Menurutnya, kebutuhan critical minerals akan meningkat tajam seiring berkembangnya teknologi energi baru. Hendra memaparkan transisi energi bisa dilihat dalam tiga gambaran besar, yaitu teknologi pembangkit (seperti tenaga surya, angin, dan nuklir), sistem penyimpanan energi (baterai kendaraan listrik dan hidrogen), serta jaringan transmisi dan distribusi.

 

Keunggulan Indonesia

Dalam konteks itu, Hendra menyebut Indonesia memiliki posisi istimewa yaitu pada 2023 Pemerintah menetapkan ada 47 critical minerals dan sekitar 22 strategic minerals.

"Indonesia kita praktis relatif kita tidak memiliki lithium dalam jumlah besar. Nah yang menarik untuk mengolah ini tentu membutuhkan energi yang kompetitif,” tuturnya.

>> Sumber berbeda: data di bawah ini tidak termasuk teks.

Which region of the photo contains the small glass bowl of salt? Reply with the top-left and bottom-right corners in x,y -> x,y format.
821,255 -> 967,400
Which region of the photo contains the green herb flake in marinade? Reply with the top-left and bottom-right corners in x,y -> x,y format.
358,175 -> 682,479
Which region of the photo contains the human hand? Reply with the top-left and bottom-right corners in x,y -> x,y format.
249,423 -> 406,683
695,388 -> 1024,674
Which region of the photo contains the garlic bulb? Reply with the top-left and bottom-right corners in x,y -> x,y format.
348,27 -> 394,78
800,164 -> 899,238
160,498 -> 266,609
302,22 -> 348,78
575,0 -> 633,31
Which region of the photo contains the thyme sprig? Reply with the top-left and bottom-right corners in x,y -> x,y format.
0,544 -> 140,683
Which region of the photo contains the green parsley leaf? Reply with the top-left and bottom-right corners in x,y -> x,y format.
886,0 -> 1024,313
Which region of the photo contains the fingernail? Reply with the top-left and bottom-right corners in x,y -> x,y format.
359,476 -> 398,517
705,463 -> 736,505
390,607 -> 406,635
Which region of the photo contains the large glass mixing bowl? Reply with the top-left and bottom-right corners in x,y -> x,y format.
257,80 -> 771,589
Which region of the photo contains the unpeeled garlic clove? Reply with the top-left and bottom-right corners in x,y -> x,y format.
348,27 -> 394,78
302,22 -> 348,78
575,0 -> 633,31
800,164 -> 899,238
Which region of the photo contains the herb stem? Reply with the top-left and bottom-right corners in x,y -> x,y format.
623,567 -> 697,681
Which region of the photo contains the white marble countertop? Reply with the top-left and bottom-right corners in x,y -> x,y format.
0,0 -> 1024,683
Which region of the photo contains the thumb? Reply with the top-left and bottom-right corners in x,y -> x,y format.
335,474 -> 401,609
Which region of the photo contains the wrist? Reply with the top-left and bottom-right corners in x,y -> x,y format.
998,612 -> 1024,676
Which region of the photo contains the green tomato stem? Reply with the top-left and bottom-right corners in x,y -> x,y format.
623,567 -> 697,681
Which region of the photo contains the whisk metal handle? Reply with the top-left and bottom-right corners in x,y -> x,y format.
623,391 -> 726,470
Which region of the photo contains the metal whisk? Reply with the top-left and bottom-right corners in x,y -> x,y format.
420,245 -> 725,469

Meski tidak memiliki cadangan lithium signifikan, Hendra menekankan Indonesia tetap unggul karena memiliki hampir seluruh jenis mineral penting lainnya. Nikel, kobalt, bauksit, hingga tembaga menjadikan Indonesia salah satu negara kunci dalam rantai pasok global untuk energi terbarukan.

Namun, ia mengingatkan pemanfaatan kekayaan mineral itu akan sangat bergantung pada daya saing energi di dalam negeri. Pengolahan mineral membutuhkan pasokan energi yang efisien dan kompetitif agar produk olahan bisa bersaing di pasar global.